Jewish tradition associates both retribution and mercy with memory. Memories of past actions and relationships, and of our covenant, can motivate reprisal or compassion: “Remember what Amalek did to you…that you shall blot out its memory from the earth.” (Deuteronomy 25:17-19) Likewise, “God remembered Noah and all the beasts and all the cattle that were with him in the ark, and God caused a wind to blow across the earth, and the waters subsided.” (Genesis 8:1)
This rabbinic aphorism details the corruption of the relationships among memory, vengeance, and mercy. In context, it references King Saul’s regressive choices: He saved an Amalekite leader (and his nation’s livestock), but he massacred Jewish priests who had (unknowingly) provided food for his enemy. Saul chose to “forget” the cruelty of Amalek and his requirement to avenge it*; in the same way, he also chose to forget his commitment to his compassionate co-religionists.
Saul privileged the advantages of the present over his obligation to the past. The Amalekite king and his wealth offered Saul power and access, while (even accidentally) disloyal priests threatened to subvert his power. This was not an instance of mercy, but one of ambition cloaked in values language.
This ancient illustration touches on perennial human questions: How often do we forsake past commitments in favor of practical gains in the present? How quickly do yesterday’s memories fade when they compromise the opportunities of today? What reminders can orient us toward these questions in more thoughtful ways?
*Note: The ethical implications of the commandment to destroy Amalek are not uncomplicated, but they are beyond the scope of this brief commentary.
I prefer to read King Saul as a tragic figure rather than as a cynical politician employing moralistic arguments to further a selfish agenda. Saul is not evil; his fatal flaw is that he lacks self-awareness, and this makes him relevant to us.
The Torah bids us to remember many things — among them, the Sabbath, the Exodus, the commandments, and the transformative moment of standing at Sinai. Memory is the impression that has been imprinted upon our consciousness by past experience. By interpreting these impressions, we invest them with meaning. Hence, Jewish tradition is an interpretive tradition. We continually re-encounter our ancient texts, simultaneously breathing new meaning into them while drawing guidance from them.
Both the biblical narrative and the rabbinic aphorism indicate that Saul felt compassion toward the Amalekite king. But how does Saul interpret this felt compassion? We have a right to expect that Saul would exercise self-analysis and introspection. Is Saul’s compassion appropriate? Or do self-interest and cowardice cloud his judgment and condition his emotional response? Saul’s failure at self-scrutiny is his Achilles heel.
At times, we are all King Saul. I would rephrase Elana Stein Hain’s last question. How can we know that we are interpreting ourselves and the circumstances around us honestly?
The truth is, that we cannot know, but we can try. The first step is self-scrutiny. Next, is to surround ourselves with external reminders, such as a mezuzah and tzitzit, as the Torah prescribes. Third, is to collaborate with others we trust and respect who will help keep us honest. Finally, as the biblical narrative of King Saul demonstrates, what is true for the individual is also true of governmental authority. Therefore, on the level of governance, we need to contraposition institutions that keep power in check.
I’m thinking about the photo that circulated after the protests in Charlottesville, Virginia. In it, white supremacists wearing Ku Klux Klan hoods, waving Confederate flags, and thrusting their arms out in the Nazi salute are being protected by a black police officer from the protesters who are rallying against them. By protecting the white supremacists’ right of assembly and free speech, the black officer was showing compassion to the cruel. But white supremacists hurling hateful epithets at the black man who was protecting them was an act of cruelty to the compassionate.

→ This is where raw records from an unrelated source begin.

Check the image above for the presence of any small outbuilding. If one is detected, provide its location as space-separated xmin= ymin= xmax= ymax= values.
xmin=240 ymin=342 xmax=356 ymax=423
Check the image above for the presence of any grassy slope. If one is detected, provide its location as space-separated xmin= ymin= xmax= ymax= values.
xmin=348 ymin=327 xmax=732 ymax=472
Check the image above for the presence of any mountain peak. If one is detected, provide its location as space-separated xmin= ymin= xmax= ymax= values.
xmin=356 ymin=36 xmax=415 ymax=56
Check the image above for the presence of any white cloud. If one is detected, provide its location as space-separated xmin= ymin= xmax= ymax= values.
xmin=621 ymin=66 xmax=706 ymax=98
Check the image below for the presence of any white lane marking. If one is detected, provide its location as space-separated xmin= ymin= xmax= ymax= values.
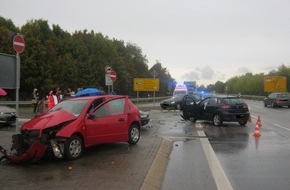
xmin=274 ymin=123 xmax=290 ymax=131
xmin=197 ymin=131 xmax=233 ymax=190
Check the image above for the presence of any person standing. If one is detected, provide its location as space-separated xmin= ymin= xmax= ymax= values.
xmin=47 ymin=90 xmax=55 ymax=110
xmin=32 ymin=88 xmax=39 ymax=113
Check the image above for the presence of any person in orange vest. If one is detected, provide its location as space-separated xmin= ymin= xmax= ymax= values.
xmin=47 ymin=90 xmax=55 ymax=110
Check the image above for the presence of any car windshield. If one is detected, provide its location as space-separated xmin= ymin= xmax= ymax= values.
xmin=224 ymin=98 xmax=244 ymax=105
xmin=277 ymin=93 xmax=290 ymax=98
xmin=49 ymin=100 xmax=88 ymax=116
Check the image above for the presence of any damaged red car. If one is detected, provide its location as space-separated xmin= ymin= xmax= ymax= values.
xmin=0 ymin=95 xmax=141 ymax=162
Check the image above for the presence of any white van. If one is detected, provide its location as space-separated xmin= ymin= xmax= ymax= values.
xmin=173 ymin=85 xmax=188 ymax=96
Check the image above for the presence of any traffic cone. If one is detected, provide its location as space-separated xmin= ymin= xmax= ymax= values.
xmin=256 ymin=115 xmax=262 ymax=127
xmin=253 ymin=125 xmax=261 ymax=137
xmin=248 ymin=114 xmax=252 ymax=123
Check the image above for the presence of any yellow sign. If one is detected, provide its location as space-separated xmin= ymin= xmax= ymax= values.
xmin=133 ymin=78 xmax=159 ymax=91
xmin=264 ymin=76 xmax=287 ymax=92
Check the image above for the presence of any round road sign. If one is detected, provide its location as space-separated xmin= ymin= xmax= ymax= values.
xmin=110 ymin=70 xmax=117 ymax=82
xmin=13 ymin=34 xmax=25 ymax=53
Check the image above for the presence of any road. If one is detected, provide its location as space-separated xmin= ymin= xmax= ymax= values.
xmin=0 ymin=101 xmax=290 ymax=190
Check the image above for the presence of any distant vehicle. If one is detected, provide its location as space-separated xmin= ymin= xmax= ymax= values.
xmin=263 ymin=92 xmax=290 ymax=108
xmin=0 ymin=106 xmax=17 ymax=127
xmin=173 ymin=85 xmax=188 ymax=96
xmin=140 ymin=110 xmax=150 ymax=126
xmin=160 ymin=94 xmax=200 ymax=110
xmin=0 ymin=95 xmax=141 ymax=162
xmin=180 ymin=96 xmax=250 ymax=126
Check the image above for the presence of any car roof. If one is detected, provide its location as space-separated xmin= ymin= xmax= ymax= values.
xmin=69 ymin=95 xmax=126 ymax=100
xmin=206 ymin=95 xmax=240 ymax=98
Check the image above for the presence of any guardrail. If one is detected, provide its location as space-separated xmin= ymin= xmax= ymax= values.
xmin=0 ymin=94 xmax=265 ymax=106
xmin=0 ymin=96 xmax=170 ymax=106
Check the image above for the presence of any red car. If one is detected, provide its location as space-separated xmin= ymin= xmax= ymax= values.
xmin=0 ymin=95 xmax=141 ymax=162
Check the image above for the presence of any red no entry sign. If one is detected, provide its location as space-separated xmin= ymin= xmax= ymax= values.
xmin=110 ymin=70 xmax=117 ymax=82
xmin=13 ymin=34 xmax=25 ymax=53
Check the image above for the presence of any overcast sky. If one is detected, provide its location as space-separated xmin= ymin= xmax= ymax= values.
xmin=0 ymin=0 xmax=290 ymax=85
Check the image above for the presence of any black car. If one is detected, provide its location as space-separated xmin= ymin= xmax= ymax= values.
xmin=0 ymin=106 xmax=17 ymax=126
xmin=160 ymin=94 xmax=200 ymax=110
xmin=180 ymin=96 xmax=250 ymax=126
xmin=264 ymin=92 xmax=290 ymax=108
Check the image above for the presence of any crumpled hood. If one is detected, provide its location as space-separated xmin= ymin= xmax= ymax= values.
xmin=163 ymin=96 xmax=182 ymax=102
xmin=21 ymin=110 xmax=77 ymax=130
xmin=0 ymin=106 xmax=16 ymax=113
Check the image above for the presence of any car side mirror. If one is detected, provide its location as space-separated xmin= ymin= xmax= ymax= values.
xmin=88 ymin=114 xmax=95 ymax=120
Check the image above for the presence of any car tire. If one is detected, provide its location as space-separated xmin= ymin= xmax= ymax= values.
xmin=189 ymin=117 xmax=197 ymax=123
xmin=213 ymin=114 xmax=223 ymax=126
xmin=239 ymin=120 xmax=248 ymax=126
xmin=64 ymin=135 xmax=84 ymax=160
xmin=128 ymin=124 xmax=140 ymax=145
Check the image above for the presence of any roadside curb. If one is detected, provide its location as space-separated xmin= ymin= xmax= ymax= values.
xmin=140 ymin=139 xmax=172 ymax=190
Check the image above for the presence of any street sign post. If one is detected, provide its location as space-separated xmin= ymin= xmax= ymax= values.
xmin=110 ymin=70 xmax=117 ymax=82
xmin=13 ymin=34 xmax=25 ymax=53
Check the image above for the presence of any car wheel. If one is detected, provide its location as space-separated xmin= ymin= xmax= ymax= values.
xmin=239 ymin=120 xmax=248 ymax=126
xmin=128 ymin=124 xmax=140 ymax=144
xmin=161 ymin=106 xmax=166 ymax=110
xmin=189 ymin=117 xmax=197 ymax=123
xmin=64 ymin=135 xmax=83 ymax=160
xmin=213 ymin=114 xmax=223 ymax=126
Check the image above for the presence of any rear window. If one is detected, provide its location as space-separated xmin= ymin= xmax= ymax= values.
xmin=224 ymin=98 xmax=244 ymax=105
xmin=277 ymin=93 xmax=290 ymax=98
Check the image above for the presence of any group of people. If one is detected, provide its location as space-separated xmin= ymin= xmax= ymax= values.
xmin=32 ymin=87 xmax=108 ymax=116
xmin=32 ymin=88 xmax=67 ymax=116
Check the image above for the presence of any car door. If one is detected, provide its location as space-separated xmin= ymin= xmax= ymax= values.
xmin=86 ymin=97 xmax=128 ymax=145
xmin=181 ymin=96 xmax=197 ymax=120
xmin=198 ymin=97 xmax=210 ymax=120
xmin=203 ymin=97 xmax=218 ymax=120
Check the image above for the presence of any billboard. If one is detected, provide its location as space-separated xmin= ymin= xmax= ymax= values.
xmin=133 ymin=78 xmax=159 ymax=91
xmin=264 ymin=76 xmax=287 ymax=92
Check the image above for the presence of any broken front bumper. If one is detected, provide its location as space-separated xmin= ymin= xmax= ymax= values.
xmin=0 ymin=134 xmax=47 ymax=162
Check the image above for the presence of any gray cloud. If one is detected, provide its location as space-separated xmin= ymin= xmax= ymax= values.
xmin=237 ymin=67 xmax=251 ymax=74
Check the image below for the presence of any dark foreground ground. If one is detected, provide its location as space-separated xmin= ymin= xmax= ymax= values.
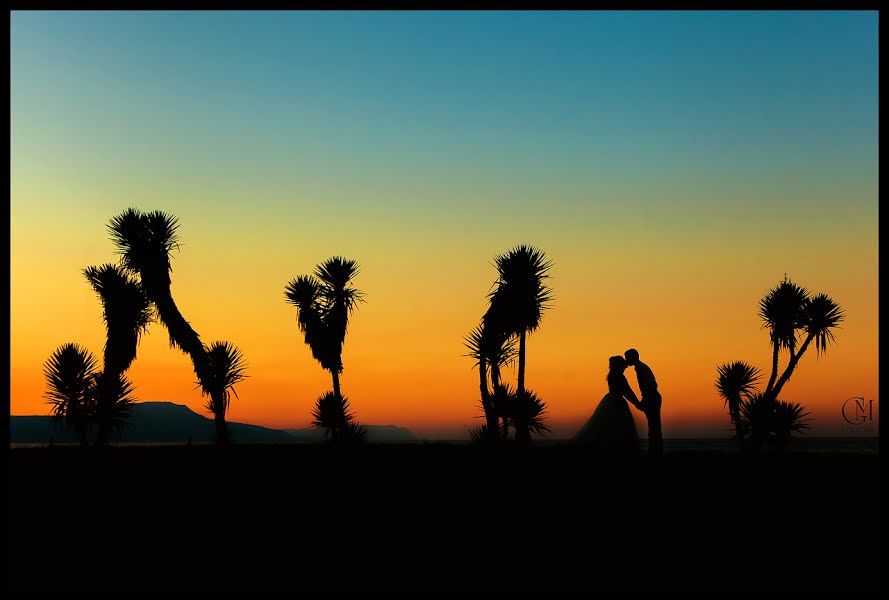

When I first saw the photo, I wished that the officer would step aside to allow the angry crowd to break through the crime scene tape and pummel the Klansmen. But I know that the path to change is through compassion — fostering communication, nurturing understanding, and building bridges — not through violence or hate.

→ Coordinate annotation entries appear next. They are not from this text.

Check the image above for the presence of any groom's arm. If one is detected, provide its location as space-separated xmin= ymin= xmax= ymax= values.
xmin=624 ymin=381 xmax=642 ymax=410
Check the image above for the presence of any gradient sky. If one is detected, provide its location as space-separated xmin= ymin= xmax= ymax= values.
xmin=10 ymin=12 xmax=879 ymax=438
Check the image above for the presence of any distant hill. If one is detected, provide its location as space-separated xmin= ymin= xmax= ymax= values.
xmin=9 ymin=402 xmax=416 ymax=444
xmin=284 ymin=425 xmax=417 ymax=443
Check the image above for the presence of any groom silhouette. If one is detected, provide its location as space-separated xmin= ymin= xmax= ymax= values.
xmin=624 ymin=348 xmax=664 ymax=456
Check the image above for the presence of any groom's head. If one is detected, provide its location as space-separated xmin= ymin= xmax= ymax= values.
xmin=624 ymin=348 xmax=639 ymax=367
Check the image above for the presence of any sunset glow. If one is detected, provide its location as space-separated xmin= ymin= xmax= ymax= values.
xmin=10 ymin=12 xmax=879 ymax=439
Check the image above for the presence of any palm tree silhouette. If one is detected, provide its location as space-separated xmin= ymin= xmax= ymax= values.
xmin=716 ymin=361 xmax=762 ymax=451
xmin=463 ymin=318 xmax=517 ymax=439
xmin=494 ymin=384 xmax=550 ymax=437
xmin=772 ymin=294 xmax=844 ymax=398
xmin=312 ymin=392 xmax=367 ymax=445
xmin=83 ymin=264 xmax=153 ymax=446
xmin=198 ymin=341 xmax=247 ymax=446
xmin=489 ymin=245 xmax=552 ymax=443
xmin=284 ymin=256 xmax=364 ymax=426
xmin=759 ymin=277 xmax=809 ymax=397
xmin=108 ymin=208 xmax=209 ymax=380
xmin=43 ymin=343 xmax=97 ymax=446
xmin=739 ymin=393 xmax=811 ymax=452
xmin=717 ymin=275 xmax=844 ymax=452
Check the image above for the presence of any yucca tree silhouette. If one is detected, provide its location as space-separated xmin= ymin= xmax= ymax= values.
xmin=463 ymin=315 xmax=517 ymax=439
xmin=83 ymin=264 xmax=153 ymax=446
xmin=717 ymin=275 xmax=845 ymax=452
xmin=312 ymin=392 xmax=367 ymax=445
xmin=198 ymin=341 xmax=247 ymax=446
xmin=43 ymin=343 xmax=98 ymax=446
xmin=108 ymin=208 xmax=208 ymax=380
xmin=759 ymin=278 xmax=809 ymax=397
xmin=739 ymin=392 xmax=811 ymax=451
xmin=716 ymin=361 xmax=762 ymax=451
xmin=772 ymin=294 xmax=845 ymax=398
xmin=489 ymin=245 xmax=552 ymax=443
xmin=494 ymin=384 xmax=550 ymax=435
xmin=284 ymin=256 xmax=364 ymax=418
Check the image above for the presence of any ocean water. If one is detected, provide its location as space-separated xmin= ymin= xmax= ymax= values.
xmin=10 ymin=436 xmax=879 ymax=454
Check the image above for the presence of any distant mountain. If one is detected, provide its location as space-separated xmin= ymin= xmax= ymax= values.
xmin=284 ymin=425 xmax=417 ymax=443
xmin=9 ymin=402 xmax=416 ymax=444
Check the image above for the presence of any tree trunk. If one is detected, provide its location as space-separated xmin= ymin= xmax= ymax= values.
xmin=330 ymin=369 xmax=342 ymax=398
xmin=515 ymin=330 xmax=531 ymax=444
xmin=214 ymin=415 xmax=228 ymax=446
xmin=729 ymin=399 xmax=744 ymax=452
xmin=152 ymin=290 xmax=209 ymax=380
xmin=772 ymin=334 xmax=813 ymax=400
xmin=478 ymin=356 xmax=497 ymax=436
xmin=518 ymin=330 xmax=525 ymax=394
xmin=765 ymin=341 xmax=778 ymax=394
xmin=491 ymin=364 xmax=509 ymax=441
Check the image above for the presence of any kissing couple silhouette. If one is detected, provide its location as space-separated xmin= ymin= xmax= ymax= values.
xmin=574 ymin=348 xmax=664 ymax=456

While I might be tempted to wish for cruelty toward those I see acting cruelly to others, the fact remains: Violence has never changed any political situation for the better. Perhaps the questions we should be asking are these: How can we feel compassionate toward those who act with cruelty? How can we use compassion, rather than cruelty, to effect change?
I hope that we, as Jews, can evolve beyond a binary way of thinking — of believing that we are either compassionate or cruel, good or evil — and come to an understanding that we, individually and collectively, often flip-flop between being the oppressor and being the victim, between acting with compassion and acting with cruelty.